Für Kreditbürgschaften kann das Subventionsäquivalent wie folgt berechnet werden:

- entweder in der gleichen Weise wie das Subventionsäquivalent eines zinsgünstigen Darlehens, abzüglich der gezahlten Prämien, wobei die Zinsvergünstigung der Differenz zwischen dem Referenzzinssatz und dem mittels der staatlichen Bürgschaft erhaltenen Satz entspricht,

- oder als die Differenz zwischen a) dem ausstehenden verbürgten Betrag, multipliziert mit dem Risikofaktor (Ausfallwahrscheinlichkeit), und b) allen gezahlten Bürgschaftsprämien, d. h.

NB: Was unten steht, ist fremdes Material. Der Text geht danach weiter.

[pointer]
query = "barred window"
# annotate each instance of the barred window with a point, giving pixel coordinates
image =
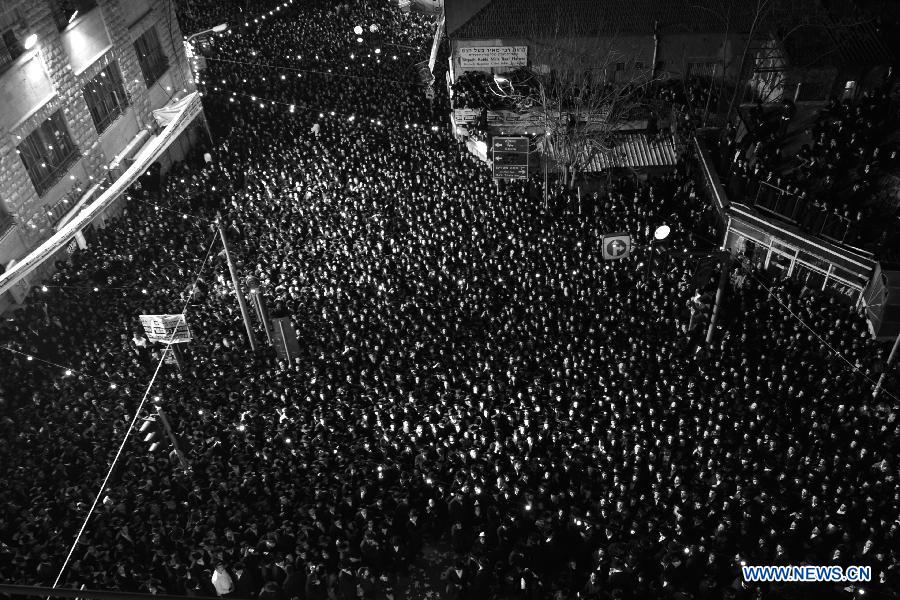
(105, 97)
(150, 56)
(12, 33)
(48, 152)
(66, 11)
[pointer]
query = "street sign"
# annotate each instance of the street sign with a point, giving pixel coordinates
(166, 328)
(510, 157)
(616, 245)
(284, 338)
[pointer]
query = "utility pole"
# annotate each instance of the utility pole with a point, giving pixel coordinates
(262, 311)
(720, 292)
(887, 367)
(168, 427)
(242, 302)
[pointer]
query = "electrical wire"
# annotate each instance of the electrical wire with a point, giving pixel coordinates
(315, 72)
(831, 348)
(50, 362)
(137, 414)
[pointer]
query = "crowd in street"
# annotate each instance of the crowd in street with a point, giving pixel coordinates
(482, 407)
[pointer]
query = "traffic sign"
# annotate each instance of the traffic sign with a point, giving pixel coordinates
(616, 245)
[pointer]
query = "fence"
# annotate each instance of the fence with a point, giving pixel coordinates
(814, 219)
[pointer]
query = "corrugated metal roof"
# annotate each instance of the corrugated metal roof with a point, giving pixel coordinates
(636, 151)
(589, 18)
(839, 34)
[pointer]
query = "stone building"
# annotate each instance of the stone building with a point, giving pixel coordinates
(79, 81)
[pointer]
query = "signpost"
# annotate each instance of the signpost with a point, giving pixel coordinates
(510, 157)
(493, 56)
(616, 246)
(284, 338)
(167, 329)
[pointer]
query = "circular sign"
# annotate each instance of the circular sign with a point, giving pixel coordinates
(616, 248)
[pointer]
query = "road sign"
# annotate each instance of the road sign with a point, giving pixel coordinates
(166, 328)
(510, 157)
(616, 245)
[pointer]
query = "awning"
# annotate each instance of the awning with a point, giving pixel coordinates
(634, 150)
(175, 118)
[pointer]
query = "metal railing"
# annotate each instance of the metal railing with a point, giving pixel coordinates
(791, 207)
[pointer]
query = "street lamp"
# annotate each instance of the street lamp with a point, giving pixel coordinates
(217, 29)
(259, 301)
(661, 233)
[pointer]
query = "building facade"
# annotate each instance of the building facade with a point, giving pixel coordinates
(79, 80)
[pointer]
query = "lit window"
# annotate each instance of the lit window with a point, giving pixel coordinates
(47, 153)
(105, 97)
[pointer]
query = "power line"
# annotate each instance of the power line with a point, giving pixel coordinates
(819, 337)
(67, 369)
(314, 71)
(137, 414)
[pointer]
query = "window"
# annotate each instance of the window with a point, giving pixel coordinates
(150, 56)
(11, 36)
(48, 152)
(66, 11)
(105, 96)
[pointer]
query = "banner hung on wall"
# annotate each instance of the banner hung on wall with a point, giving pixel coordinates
(493, 56)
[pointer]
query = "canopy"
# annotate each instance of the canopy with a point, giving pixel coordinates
(175, 118)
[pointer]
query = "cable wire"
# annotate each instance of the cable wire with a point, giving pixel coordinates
(137, 414)
(49, 362)
(819, 337)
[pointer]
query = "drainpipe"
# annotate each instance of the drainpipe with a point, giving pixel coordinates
(655, 48)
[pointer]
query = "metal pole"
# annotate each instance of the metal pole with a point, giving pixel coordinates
(237, 285)
(263, 314)
(723, 279)
(887, 367)
(168, 427)
(546, 184)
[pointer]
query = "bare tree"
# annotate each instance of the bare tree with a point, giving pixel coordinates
(581, 104)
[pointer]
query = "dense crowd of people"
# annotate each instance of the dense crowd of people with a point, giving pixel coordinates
(828, 185)
(482, 406)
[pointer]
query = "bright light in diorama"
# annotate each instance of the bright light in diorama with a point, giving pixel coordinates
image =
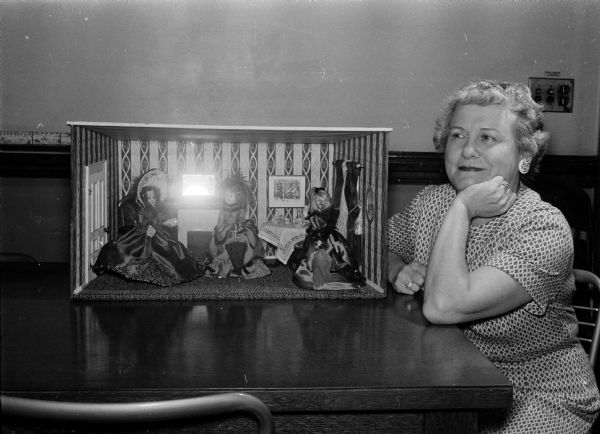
(198, 185)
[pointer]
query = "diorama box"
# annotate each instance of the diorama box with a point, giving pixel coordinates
(107, 159)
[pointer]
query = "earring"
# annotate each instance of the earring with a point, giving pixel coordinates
(524, 165)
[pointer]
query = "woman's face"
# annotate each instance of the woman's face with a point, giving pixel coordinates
(151, 197)
(481, 146)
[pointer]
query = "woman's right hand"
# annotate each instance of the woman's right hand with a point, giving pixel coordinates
(489, 198)
(410, 279)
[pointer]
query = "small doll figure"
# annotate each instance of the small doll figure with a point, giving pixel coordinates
(235, 249)
(147, 249)
(324, 261)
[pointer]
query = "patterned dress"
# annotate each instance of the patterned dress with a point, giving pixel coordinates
(534, 346)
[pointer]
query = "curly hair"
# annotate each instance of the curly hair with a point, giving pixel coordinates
(527, 128)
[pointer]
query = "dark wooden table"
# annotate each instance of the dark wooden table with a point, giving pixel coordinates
(337, 366)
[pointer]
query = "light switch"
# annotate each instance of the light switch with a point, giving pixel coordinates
(555, 93)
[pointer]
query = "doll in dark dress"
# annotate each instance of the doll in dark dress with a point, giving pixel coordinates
(149, 252)
(324, 261)
(235, 249)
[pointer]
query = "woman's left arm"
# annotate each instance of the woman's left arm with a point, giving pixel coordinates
(452, 293)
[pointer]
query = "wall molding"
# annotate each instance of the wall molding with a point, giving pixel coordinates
(428, 168)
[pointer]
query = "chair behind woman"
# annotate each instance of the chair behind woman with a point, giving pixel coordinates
(138, 412)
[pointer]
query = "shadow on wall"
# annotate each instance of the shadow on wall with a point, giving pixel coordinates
(35, 219)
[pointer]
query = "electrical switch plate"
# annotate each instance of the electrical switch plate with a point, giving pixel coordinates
(555, 93)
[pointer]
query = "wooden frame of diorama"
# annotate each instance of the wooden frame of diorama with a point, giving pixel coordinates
(256, 153)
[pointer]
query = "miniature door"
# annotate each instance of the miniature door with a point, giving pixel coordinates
(96, 209)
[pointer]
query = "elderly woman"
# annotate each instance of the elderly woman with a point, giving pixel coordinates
(495, 259)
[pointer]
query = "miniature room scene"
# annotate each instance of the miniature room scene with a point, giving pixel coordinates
(184, 212)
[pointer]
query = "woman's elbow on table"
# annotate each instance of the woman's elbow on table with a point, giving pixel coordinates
(441, 312)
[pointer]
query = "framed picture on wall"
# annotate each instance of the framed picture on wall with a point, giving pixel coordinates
(287, 191)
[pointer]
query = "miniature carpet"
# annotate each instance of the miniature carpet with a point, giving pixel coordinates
(277, 285)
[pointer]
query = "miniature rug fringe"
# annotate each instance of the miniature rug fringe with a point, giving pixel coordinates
(278, 285)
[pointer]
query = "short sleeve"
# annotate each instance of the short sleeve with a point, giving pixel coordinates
(539, 255)
(402, 229)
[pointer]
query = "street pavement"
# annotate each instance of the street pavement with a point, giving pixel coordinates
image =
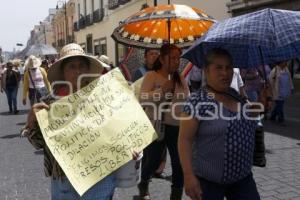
(22, 176)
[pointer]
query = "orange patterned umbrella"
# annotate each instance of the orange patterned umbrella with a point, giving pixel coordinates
(154, 26)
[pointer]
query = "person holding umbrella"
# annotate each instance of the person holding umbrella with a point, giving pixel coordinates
(10, 83)
(72, 63)
(157, 88)
(282, 86)
(215, 145)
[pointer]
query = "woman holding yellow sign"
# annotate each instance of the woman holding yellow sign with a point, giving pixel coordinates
(68, 68)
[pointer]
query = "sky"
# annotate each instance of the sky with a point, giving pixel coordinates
(17, 19)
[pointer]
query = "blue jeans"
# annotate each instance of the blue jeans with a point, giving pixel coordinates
(35, 95)
(244, 189)
(11, 93)
(103, 190)
(152, 157)
(277, 112)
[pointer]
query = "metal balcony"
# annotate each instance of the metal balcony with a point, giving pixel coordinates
(98, 15)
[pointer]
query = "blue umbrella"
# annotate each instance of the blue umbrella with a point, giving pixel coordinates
(254, 39)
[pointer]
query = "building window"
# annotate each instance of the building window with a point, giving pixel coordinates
(89, 44)
(82, 46)
(113, 4)
(100, 47)
(84, 5)
(78, 12)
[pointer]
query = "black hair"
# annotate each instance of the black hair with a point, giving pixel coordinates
(216, 52)
(67, 60)
(164, 51)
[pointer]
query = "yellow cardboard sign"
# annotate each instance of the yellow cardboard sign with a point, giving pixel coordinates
(94, 131)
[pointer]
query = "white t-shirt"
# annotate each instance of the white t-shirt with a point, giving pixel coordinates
(237, 81)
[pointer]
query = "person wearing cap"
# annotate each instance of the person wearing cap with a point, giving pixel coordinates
(72, 63)
(10, 83)
(36, 84)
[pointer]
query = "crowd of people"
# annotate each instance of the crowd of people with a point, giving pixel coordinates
(211, 156)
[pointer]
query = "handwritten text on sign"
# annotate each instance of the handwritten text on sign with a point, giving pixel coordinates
(94, 131)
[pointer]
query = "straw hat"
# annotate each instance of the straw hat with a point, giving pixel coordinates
(55, 72)
(104, 60)
(32, 62)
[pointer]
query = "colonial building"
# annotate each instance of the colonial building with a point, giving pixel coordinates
(62, 24)
(96, 19)
(43, 32)
(239, 7)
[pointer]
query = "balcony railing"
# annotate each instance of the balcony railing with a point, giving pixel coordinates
(82, 23)
(88, 20)
(70, 39)
(98, 15)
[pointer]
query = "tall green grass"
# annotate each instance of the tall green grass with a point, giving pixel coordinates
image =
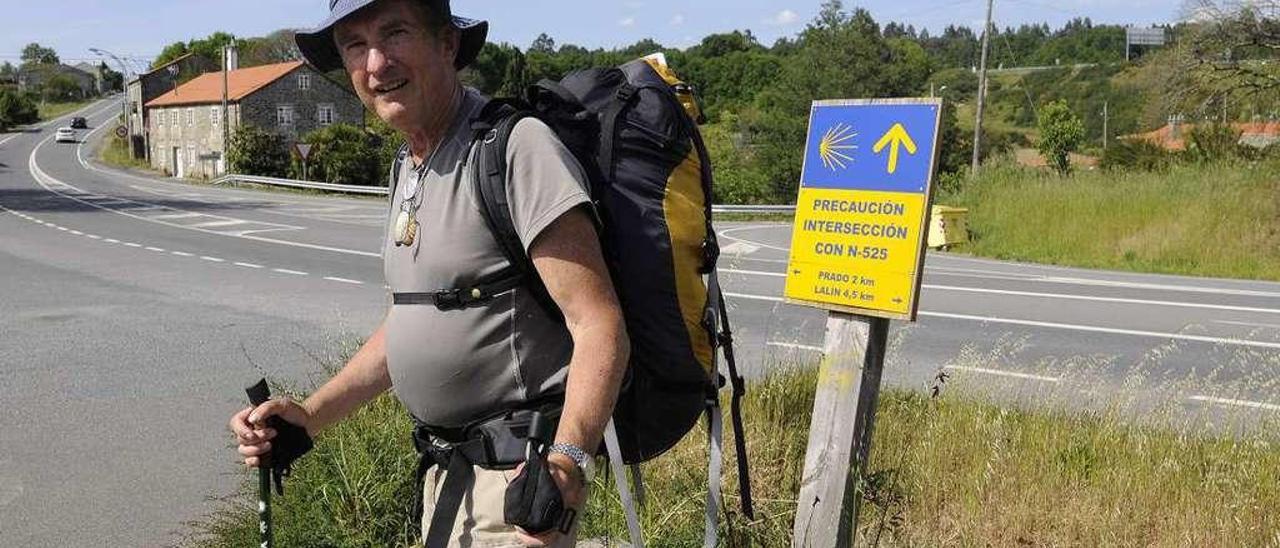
(1197, 219)
(949, 470)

(verbürgter Betrag × Risiko) - Prämie.

Als Risikofaktor ist der entsprechende Erfahrungswert für Ausfälle bei unter ähnlichen Bedingungen (Sektor, Firmengröße, allgemeine Konjunkturlage) gewährten Darlehen zugrunde zu legen. Der Gegenwartswert ist wie beschrieben zu ermitteln.

Die Kommission muß sich vergewissern, daß die Mitgliedstaaten ihren Unternehmen keine Beihilfen gewähren, die mit dem Gemeinsamen Markt unvereinbar sind (4). Die Mitgliedstaaten sind verpflichtet, die Erfuellung dieser Aufgabe durch Festlegung eines Überwachungsmechanismus zu unterstützen, der sicherstellt, daß der kumulierte Betrag der verschiedenen Beihilfen, die für dasselbe Unternehmen als "de minimis"-Beihilfe gewährt werden, den Gesamtbetrag dieser Beihilfe innerhalb von drei Jahren nicht 100 000 ECU übersteigt. Insbesondere ist bei der Gewährung einer "de minimis"-Beihilfe oder in Modalitäten einer Regelung zur Gewährung einer derartigen Beihilfe ausdrücklich festzulegen, daß jede weitere Beihilfe, die dasselbe Unternehmen als "de minimis"-Beihilfe erhält, den Gesamtbetrag der "de minimis"-Beihilfe zugunsten des Unternehmens in Höhe von 100 000 ECU innerhalb von drei Jahren nicht überschreiten darf. Diese Vorkehrungen sollen es den Mitgliedstaaten auch ermöglichen, die Fragen zu beantworten, zu denen die Kommission sich veranlaßt sehen könnte.

(1) Gemeinschaftsrahmen für Beihilfen an kleine und mittlere Unternehmen, Ziffer 3.2 (ABl. Nr. C 213 vom 19. 8. 1992, S. 2).

(2) Das am 23. März 1993 den Mitgliedstaaten übermittelte Erläuterungsschreiben (D/06878) bleibt gültig für die Modalitäten der Berechnung des Subventionsäquivalents bei der Gewährung von Beihilfen anderer Art als Zuschüssen.

(3) Unter Beihilfen für die Ausfuhr ist jede Beihilfe zu verstehen, die unmittelbar mit den ausgeführten Mengen, der Errichtung und dem Betrieb eines Vertriebsnetzes oder den laufenden Ausgaben einer Exporttätigkeit im Zusammenhang steht. Nicht dazu gehören hingegen die Kosten für die Teilnahme an Messen, für Studien- und für Beratungsmaßnahmen, die für die Einführung eines neuen Produkts oder für die Einführung eines bestehenden Produkts auf einem neuen Markt erforderlich sind.

(4) Die Kommission behält sich auch das Recht vor, hinsichtlich Beihilfen, die die Bedingungen der "de minimis"-Regel einhalten würden, die aber gegen andere Vorschriften des Vertrages verstoßen würden, geeignete Maßnahmen zu ergreifen.